Well I just had a look through some different web pages but the Luminous Landscape method is the one I began blending from when I first bought a digital camera, a Canon G3 point and shoot about two years ago (got stolen in Bali)

Firstly ignore all the ways of lining up slides with a black border and read the rest. Having a tripod and digital files you wont have to line up anything, just paste one on top of the other an follow all the instructions.

Regarding the Rebel XT I couldnt say (brief search revealed nothing) but I am sure it will about 6 stops of more. Ask in the Canon forum, it would be interesting to know. I forgot to say, make sure you buy the 0.9 and 0.6 grads in both soft step and hard step, especially for your favourite lighthouse shots but I am sure grads will only mess thinks up here. Actually this makes a perfect HDR test for you doesnt it. Anyway, I would recommend the Hitech filter range. Heres a UK link so you can see what you are looking at, but I am sure you can find a US link.

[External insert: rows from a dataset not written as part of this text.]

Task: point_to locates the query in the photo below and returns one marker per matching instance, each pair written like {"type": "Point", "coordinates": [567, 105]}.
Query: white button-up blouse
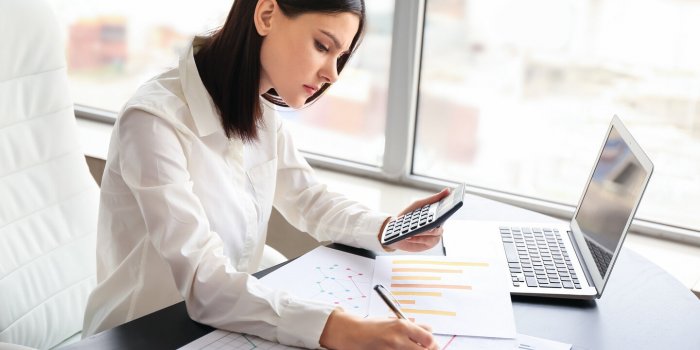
{"type": "Point", "coordinates": [184, 212]}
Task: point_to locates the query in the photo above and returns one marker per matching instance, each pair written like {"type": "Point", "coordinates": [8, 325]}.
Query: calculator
{"type": "Point", "coordinates": [423, 219]}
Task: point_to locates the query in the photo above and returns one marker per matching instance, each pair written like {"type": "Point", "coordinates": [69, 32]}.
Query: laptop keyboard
{"type": "Point", "coordinates": [537, 257]}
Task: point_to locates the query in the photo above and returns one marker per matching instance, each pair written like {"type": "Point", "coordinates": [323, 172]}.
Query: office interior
{"type": "Point", "coordinates": [511, 98]}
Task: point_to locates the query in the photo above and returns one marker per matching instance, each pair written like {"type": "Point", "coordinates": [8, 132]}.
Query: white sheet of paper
{"type": "Point", "coordinates": [223, 340]}
{"type": "Point", "coordinates": [523, 342]}
{"type": "Point", "coordinates": [326, 274]}
{"type": "Point", "coordinates": [527, 342]}
{"type": "Point", "coordinates": [454, 295]}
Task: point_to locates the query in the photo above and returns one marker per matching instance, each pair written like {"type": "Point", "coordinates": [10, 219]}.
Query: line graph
{"type": "Point", "coordinates": [342, 286]}
{"type": "Point", "coordinates": [327, 275]}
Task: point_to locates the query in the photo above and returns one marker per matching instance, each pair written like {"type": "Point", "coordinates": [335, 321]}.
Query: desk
{"type": "Point", "coordinates": [643, 307]}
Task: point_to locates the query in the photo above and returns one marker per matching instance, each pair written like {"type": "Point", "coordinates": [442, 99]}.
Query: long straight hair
{"type": "Point", "coordinates": [228, 62]}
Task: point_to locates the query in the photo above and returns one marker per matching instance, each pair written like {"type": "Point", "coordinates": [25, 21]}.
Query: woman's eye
{"type": "Point", "coordinates": [320, 46]}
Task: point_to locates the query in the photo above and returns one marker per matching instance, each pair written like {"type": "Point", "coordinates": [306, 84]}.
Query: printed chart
{"type": "Point", "coordinates": [523, 342]}
{"type": "Point", "coordinates": [223, 340]}
{"type": "Point", "coordinates": [328, 275]}
{"type": "Point", "coordinates": [453, 295]}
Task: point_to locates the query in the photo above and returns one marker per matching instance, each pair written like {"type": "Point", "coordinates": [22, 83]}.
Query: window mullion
{"type": "Point", "coordinates": [403, 89]}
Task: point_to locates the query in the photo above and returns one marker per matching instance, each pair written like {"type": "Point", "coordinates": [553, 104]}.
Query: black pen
{"type": "Point", "coordinates": [390, 301]}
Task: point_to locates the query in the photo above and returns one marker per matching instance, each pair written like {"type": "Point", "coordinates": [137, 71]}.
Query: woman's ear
{"type": "Point", "coordinates": [263, 16]}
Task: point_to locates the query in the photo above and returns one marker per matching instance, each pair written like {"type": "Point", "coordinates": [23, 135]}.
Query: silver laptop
{"type": "Point", "coordinates": [575, 260]}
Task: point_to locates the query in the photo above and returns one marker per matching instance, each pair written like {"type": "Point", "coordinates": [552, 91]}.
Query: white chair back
{"type": "Point", "coordinates": [48, 199]}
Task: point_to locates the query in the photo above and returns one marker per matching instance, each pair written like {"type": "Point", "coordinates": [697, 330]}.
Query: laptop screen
{"type": "Point", "coordinates": [610, 200]}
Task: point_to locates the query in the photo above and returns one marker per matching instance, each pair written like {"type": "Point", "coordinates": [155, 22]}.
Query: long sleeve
{"type": "Point", "coordinates": [154, 165]}
{"type": "Point", "coordinates": [309, 206]}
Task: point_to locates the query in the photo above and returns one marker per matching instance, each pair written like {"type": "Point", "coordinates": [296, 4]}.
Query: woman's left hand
{"type": "Point", "coordinates": [427, 239]}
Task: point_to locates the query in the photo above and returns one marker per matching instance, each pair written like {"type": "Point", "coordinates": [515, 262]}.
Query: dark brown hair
{"type": "Point", "coordinates": [229, 62]}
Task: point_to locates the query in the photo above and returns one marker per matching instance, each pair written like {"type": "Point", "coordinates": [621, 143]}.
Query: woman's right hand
{"type": "Point", "coordinates": [344, 331]}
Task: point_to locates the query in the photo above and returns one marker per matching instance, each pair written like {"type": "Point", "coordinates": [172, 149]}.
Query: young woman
{"type": "Point", "coordinates": [195, 165]}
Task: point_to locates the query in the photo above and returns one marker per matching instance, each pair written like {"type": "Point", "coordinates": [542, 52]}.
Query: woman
{"type": "Point", "coordinates": [195, 165]}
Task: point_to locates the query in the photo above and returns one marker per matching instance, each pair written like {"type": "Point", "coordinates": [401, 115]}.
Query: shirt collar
{"type": "Point", "coordinates": [204, 113]}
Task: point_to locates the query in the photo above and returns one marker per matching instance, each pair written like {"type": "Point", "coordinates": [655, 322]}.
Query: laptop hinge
{"type": "Point", "coordinates": [584, 266]}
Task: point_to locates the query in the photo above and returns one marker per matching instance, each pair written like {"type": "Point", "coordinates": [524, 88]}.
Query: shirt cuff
{"type": "Point", "coordinates": [307, 333]}
{"type": "Point", "coordinates": [366, 234]}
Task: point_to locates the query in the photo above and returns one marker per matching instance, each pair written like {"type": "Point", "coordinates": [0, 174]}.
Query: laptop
{"type": "Point", "coordinates": [575, 260]}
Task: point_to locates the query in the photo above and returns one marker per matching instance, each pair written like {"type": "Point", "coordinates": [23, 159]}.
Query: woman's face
{"type": "Point", "coordinates": [300, 54]}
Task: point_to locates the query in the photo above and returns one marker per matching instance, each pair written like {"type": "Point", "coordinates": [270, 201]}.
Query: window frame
{"type": "Point", "coordinates": [400, 132]}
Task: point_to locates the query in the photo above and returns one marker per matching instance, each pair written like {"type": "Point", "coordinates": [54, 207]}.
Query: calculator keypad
{"type": "Point", "coordinates": [409, 222]}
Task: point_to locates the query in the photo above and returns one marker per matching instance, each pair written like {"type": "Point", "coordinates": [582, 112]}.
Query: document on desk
{"type": "Point", "coordinates": [522, 342]}
{"type": "Point", "coordinates": [453, 295]}
{"type": "Point", "coordinates": [223, 340]}
{"type": "Point", "coordinates": [326, 274]}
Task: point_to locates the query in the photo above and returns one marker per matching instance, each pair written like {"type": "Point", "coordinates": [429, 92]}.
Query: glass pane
{"type": "Point", "coordinates": [516, 96]}
{"type": "Point", "coordinates": [115, 46]}
{"type": "Point", "coordinates": [348, 121]}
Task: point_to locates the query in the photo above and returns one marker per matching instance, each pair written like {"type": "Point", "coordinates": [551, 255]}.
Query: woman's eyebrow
{"type": "Point", "coordinates": [333, 38]}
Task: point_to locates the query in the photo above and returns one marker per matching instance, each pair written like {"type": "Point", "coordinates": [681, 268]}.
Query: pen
{"type": "Point", "coordinates": [390, 301]}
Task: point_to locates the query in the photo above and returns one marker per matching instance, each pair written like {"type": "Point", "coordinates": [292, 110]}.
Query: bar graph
{"type": "Point", "coordinates": [444, 292]}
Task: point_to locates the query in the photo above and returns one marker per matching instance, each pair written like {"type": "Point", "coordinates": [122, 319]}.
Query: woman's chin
{"type": "Point", "coordinates": [295, 103]}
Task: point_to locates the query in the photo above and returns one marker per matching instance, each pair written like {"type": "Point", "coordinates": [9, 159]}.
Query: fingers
{"type": "Point", "coordinates": [425, 201]}
{"type": "Point", "coordinates": [434, 198]}
{"type": "Point", "coordinates": [421, 335]}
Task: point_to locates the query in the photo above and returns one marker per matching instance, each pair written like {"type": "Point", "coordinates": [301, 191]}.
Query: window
{"type": "Point", "coordinates": [112, 47]}
{"type": "Point", "coordinates": [511, 96]}
{"type": "Point", "coordinates": [517, 96]}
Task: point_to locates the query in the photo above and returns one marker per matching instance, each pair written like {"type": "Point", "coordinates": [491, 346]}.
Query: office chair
{"type": "Point", "coordinates": [48, 199]}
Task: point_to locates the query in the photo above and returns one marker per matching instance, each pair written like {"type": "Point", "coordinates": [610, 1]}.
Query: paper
{"type": "Point", "coordinates": [453, 295]}
{"type": "Point", "coordinates": [326, 274]}
{"type": "Point", "coordinates": [523, 342]}
{"type": "Point", "coordinates": [223, 340]}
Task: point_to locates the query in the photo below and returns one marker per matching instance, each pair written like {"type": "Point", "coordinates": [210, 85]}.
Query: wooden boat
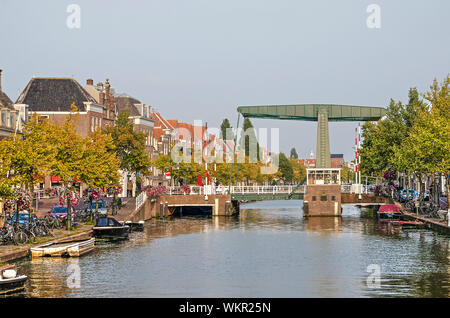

http://www.formatt.co.uk/hitech/85_page1.asp

With a 1.6x crop camera you can use the Hitech 85 system (100 system is far larger and more expensive but necessary for 17mm wide angles on full frame cameras like the 5D to stop vignetting or seeing the filter holder in the photgraph). They are cheap and good quality plastic without a colour cast. You can then get a Cokin P filter holder and rings (also very cheap) and this will do the job wonderfully. Cokin grads have a grey cast to them so I was told, so best avoided as the hitech ones are $20 each I guess (12 pounds here in England, why does photo.net never show the pounds sign properly, it always comes up as a ? mark!!!!)

Good luck with it all and thanks to Rick for hijacking his picture!